Timmy Lee, MD, MSPH, is Associate Professor of Medicine in the Division of Nephrology and Staff Nephrologist at the Birmingham Veterans Affairs Medical Center. He is the Associate Director of Interventional Nephrology, Director of Hemodialysis at the Birmingham Veterans Affairs Medical Center, and Associate Fellowship Director of UAB Nephrology Fellowship Program. He also currently serves as a Councilor for the American Society of Diagnostic and Interventional Nephrology.
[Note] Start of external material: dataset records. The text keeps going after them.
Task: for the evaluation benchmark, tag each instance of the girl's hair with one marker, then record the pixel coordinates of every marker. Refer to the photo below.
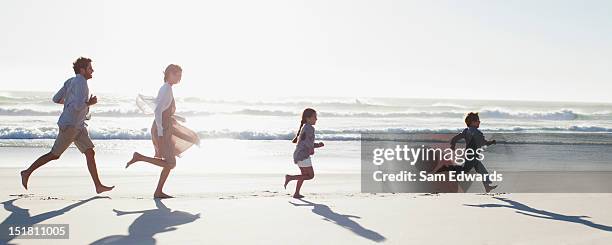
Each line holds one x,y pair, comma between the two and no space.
308,112
172,68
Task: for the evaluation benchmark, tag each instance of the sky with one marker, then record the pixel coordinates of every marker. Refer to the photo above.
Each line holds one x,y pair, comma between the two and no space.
507,50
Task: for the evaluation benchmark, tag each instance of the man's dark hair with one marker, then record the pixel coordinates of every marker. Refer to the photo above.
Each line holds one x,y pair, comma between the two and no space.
471,117
81,62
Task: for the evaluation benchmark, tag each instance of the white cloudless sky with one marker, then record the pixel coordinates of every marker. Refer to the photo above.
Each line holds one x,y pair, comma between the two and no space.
517,50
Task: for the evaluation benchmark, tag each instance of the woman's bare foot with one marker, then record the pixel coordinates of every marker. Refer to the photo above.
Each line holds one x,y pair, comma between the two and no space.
286,180
134,159
162,195
24,178
103,188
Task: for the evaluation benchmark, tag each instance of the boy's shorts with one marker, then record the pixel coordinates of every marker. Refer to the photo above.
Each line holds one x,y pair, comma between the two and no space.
68,135
305,163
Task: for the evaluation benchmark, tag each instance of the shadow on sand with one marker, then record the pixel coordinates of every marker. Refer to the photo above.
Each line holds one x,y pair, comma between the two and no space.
538,213
21,216
148,224
342,220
Dr. Lee received his medical degree from the Louisiana State University Health Sciences Center in Shreveport in 2001. Upon graduation he completed an internship and residency in internal medicine at the University of Alabama at Birmingham from 2001-2004. He then completed a clinical and research fellowship in nephrology at the University of Alabama at Birmingham in 2007. During his nephrology fellowship, he obtained a Masters of Science in Public Health in Epidemiology at the University of Alabama School of Public Health.
Dr. Lee’s research program has been funded by the National Institutes of Health, American Society of Nephrology Carl W. Gottschalk Award, and the University of Alabama at Birmingham Nephrology Research Training Center Anderson Innovation Award.
Research Interests:
Dr. Lee’s primary research focuses on hemodialysis vascular access dysfunction. He has both clinical and translational research programs in this area. Dr. Lee’s clinical research program within vascular access focuses on large population epidemiologic studies and clinical trials. His translational research program within vascular access focuses on understanding the pathophysiology of vascular access stenosis from human clinical studies and rodent AVF models. The long-term goals of Dr. Lee’s research program are to: (1) elucidate the mechanisms of why arteriovenous fistulas (AVF) fail to mature for dialysis (AVF non-maturation), (2) develop and test novel therapies to improve AVF non-maturation, and (3) improve the delivery of care and health outcomes for hemodialysis patients requiring a new dialysis vascular access.
Abstract:
Uniform vascular access guidelines for elderly patients may be inappropriate because of the competing risk of death, high rate of arteriovenous fistula (AVF) maturation failure, and poor vascular access outcomes in this population. However, the outcomes in elderly patients with advanced CKD who receive permanent vascular access before dialysis initiation are unclear.
We identified a large nationally representative cohort of 3418 elderly patients (aged>70 years) with CKD undergoing predialysis AVF or arteriovenous graft (AVG) creation from 2004 to 2009, and assessed the frequencies of dialysis initiation, death before dialysis initiation, and dialysis-free survival for 2 years after vascular access creation. In all, 67% of patients with predialysis AVF and 71% of patients with predialysis AVG creation initiated dialysis within 2 years of access placement, but the overall risk of dialysis initiation was modified by patient age and race.
Only one half of patients initiated dialysis with a functioning AVF or AVG; 46.8% of AVFs were created, 90 days before dialysis initiation. Catheter dependence at dialysis initiation was more common in patients receiving predialysis AVF than in patients receiving AVG. In conclusion, most elderly patients with advanced CKD who received predialysis vascular access creation initiated dialysis within 2 years.
As a consequence of late predialysis placement or maturation failure, almost one half of patients receiving AVFs initiated dialysis with a catheter. Insertion of an AVG closer to dialysis initiation may serve as a “catheter-sparing” approach and allow delay of permanent access placement in selected elderly patients with CKD.